Kettering College
- Type: Private college
- Established: 1967
- Religious affiliation: Adventist
- President: Lamata Mitchell
- Administrative staff: 105
- Students: 832
- Location: Kettering, Ohio, United States
- Campus: Suburban;
- Website: kc.edu

= Kettering College =

Private Adventist college in Dayton, Ohio, US

Kettering College (formerly Kettering College of Medical Arts) is a private Adventist college near Dayton, Ohio. The college is owned by the Kettering Medical Center and chartered by the Seventh-day Adventist Church. The college was built in 1967 next to the Charles F. Kettering Memorial Hospital.
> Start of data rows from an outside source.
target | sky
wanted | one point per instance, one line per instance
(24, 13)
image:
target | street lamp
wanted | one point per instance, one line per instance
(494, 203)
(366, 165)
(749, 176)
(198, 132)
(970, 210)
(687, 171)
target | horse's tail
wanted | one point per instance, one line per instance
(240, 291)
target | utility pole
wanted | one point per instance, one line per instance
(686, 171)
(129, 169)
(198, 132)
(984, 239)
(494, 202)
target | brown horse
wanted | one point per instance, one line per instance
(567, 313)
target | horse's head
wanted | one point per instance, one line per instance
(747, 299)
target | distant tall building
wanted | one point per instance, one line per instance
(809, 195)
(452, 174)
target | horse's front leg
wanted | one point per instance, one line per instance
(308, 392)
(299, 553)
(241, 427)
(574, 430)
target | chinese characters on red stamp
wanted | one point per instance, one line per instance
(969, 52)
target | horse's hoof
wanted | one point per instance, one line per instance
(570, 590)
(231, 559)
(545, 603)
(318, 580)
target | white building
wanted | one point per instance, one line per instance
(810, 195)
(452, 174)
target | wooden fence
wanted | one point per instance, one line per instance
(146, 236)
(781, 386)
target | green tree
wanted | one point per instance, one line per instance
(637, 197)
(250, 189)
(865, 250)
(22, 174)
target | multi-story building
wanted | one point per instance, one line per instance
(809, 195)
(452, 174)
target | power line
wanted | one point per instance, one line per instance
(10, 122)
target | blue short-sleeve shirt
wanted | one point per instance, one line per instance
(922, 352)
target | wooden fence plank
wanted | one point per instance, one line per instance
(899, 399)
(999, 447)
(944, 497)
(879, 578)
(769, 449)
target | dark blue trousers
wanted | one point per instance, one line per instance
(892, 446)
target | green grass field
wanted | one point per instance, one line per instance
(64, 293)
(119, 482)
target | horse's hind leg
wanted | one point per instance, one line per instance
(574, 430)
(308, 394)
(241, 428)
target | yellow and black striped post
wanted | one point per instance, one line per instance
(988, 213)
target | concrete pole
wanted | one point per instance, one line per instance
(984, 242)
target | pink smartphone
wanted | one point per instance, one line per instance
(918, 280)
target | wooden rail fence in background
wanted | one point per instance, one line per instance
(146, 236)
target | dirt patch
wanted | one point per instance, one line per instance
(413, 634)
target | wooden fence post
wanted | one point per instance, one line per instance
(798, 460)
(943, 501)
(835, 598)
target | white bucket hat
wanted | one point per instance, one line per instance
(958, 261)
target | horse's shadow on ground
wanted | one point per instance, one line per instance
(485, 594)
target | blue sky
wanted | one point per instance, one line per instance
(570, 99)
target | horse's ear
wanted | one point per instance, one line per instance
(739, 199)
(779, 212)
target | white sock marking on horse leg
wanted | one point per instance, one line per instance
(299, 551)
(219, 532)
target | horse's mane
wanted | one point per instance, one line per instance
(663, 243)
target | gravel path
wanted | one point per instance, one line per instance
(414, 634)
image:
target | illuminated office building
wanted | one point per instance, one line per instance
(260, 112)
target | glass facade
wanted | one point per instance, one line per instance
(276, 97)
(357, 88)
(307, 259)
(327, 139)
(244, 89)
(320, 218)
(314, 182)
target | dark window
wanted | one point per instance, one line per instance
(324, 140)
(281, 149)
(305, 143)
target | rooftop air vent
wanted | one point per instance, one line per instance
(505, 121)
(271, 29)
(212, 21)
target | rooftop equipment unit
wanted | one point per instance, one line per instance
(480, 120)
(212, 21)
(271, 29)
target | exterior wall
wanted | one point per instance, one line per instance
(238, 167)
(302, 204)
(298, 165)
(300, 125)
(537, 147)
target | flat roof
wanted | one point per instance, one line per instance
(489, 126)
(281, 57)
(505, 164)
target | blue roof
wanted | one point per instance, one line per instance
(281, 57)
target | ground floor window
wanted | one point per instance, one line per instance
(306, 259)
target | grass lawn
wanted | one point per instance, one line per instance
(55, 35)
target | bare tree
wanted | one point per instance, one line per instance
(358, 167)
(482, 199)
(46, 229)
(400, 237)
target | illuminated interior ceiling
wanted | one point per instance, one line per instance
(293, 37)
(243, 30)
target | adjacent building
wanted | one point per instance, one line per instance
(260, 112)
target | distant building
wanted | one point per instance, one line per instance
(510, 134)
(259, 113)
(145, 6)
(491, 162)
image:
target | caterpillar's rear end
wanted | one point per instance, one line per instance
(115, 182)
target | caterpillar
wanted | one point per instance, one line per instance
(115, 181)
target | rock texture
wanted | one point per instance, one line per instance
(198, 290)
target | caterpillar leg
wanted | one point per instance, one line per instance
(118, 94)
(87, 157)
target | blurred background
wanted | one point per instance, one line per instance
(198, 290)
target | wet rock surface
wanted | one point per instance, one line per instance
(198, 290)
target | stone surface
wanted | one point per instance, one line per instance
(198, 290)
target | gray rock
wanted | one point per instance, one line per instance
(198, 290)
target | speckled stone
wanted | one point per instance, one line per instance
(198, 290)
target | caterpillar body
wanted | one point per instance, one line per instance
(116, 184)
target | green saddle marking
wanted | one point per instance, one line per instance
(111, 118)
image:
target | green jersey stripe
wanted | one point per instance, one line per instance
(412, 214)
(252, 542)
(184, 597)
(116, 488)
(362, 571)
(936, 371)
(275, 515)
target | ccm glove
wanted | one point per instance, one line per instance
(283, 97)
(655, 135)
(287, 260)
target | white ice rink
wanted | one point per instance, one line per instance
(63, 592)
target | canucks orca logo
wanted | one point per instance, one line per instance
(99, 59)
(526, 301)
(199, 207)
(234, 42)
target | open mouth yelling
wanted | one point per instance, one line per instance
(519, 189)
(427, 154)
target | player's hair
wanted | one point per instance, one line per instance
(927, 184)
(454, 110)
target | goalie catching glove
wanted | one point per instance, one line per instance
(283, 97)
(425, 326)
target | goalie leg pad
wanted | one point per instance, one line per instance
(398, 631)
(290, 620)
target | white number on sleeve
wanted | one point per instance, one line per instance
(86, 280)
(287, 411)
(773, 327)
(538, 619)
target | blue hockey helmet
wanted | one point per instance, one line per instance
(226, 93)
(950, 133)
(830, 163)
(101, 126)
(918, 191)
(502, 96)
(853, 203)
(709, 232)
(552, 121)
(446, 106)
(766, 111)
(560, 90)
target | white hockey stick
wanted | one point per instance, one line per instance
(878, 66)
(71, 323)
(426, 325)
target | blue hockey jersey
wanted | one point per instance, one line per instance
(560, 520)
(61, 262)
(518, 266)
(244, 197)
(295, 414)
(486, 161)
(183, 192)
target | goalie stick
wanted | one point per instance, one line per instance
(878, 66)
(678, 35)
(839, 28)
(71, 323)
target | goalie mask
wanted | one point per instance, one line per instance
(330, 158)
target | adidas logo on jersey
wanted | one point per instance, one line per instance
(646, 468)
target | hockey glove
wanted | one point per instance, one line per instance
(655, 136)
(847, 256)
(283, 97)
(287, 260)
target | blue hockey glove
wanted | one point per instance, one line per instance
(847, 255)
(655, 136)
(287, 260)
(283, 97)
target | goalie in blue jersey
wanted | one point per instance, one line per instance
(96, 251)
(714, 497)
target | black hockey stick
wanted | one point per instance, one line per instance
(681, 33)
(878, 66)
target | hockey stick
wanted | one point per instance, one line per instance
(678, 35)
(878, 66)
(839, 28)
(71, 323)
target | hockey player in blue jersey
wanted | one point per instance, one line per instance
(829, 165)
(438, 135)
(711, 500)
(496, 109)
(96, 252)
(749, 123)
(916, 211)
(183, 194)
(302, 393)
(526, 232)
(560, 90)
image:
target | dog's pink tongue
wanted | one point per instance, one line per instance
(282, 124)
It is a member of the Strategic Ohio Council for Higher Education (SOCHE).

==Presidents==
- William C. Sandborn, 1966–1969
- Winton H. Beaven, 1970–1983
- Robert A. Williams, 1983–1990
- Peter D. H. Bath, 1990–2000
- Charles Scriven, 2001–2013
- Alex Bryan, 2013–2014
- Nate Brandstater, 2014–2025
- Lamata Mitchell, 2025–present

==Academics==
Kettering College offers a doctorate in occupational therapy, Master's degrees in physician assistant studies and nursing, and many Bachelor of Science and Associate of Science programs in health fields.

In 2024, Kettering College was ranked No. 535 in nursing by U.S. News & World Report.